Table 2.
Seq. Identity cutoff | PPIs subject to prediction by SVM (RF)(a) | Recall by SVMloc(b) | Recall by RFloc(c) | Recall by SVMrand(b) | Recall by RFrand(c) |
---|---|---|---|---|---|
All PPIs | 3280 (2468) | 0.7466 (0.7057) | 0.8440 (0.8327) | 0.3250 (0.2565) | 0.9444 (0.9444) |
80% | 1123 (797) | 0.7266 (0.7114) | 0.7804 (0.7604) | 0.2654 (0.2597) | 0.9448 (0.9448) |
50% | 937 (660) | 0.7033 (0.6818) | 0.7758 (0.7561) | 0.2465 (0.2303) | 0.9470 (0.9470) |
30% | 825 (585) | 0.6909 (0.6667) | 0.7641 (0.7453) | 0.2364 (0.2239) | 0.9470 (0.9470) |
The PPIs were clustered by the sequence identity cutoffs of 80%, 50%, and 30% to reduce similar sequences. The sequence identity of protein pairs was computed with the Needleman-Wunsch (global sequence alignment) algorithm implemented in the nwalign python library. On this dataset, we evaluated recall, i.e. the fraction of PPIs in the datasets that were correctly predicted as interacting protein pairs. SVM trained by PPIloc or PPIrand were named as SVMloc or SVMrand. RF trained by PPIloc or PPIrand were named as RFloc or RFrand. (a) RF with the eight features was able to be applied only for PPIs that have gene co-expression data available. The numbers in the parentheses count such PPIs with expression data available. (b) Recall is the fraction of PPIs that are correctly predicted.
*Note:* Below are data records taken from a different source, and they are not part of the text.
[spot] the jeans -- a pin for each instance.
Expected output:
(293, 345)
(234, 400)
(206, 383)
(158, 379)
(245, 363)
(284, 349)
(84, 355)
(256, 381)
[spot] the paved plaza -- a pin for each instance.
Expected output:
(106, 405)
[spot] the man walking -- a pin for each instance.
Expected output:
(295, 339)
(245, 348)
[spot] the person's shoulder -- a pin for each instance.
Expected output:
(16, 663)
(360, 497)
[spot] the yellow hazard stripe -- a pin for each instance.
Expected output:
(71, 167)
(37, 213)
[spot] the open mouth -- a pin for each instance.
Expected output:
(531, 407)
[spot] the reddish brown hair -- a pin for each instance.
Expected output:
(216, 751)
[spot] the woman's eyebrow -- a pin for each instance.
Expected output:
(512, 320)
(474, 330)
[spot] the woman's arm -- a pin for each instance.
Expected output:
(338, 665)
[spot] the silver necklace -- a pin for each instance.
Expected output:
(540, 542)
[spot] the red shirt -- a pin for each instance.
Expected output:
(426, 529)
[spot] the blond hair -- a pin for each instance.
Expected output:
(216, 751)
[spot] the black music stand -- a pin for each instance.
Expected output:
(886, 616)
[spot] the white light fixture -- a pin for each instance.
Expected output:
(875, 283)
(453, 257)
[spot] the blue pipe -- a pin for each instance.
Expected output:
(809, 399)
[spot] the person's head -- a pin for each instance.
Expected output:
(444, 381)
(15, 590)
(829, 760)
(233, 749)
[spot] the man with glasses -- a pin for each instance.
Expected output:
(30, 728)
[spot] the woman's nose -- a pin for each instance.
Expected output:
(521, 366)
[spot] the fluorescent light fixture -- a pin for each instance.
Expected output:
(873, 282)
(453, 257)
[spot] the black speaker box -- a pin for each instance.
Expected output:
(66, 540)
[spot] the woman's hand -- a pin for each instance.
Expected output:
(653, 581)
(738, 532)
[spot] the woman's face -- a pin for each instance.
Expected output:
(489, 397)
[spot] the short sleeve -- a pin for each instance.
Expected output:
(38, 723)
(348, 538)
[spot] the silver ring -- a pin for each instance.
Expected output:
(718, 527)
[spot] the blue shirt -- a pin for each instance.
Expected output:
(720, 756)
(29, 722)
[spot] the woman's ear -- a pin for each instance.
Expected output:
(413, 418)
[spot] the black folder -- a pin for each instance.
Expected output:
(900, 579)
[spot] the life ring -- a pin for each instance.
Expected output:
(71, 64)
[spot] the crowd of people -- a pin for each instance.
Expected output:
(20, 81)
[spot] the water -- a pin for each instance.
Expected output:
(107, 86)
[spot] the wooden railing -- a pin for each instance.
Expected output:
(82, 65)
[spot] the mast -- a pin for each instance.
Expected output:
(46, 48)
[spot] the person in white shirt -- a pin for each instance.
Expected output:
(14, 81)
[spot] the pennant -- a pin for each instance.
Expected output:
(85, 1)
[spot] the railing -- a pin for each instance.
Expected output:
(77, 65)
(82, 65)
In the parentheses, SVM recall values measured on the PPIs with co-expression data i.e. the same dataset as used for prediction by RF with the eight features, are shown. (c) The values show the recall of RF using the eight features including the gene expression features. Results with the four feature combinations that only use the functional association scores and the phylogenetic profile are provided in the parentheses.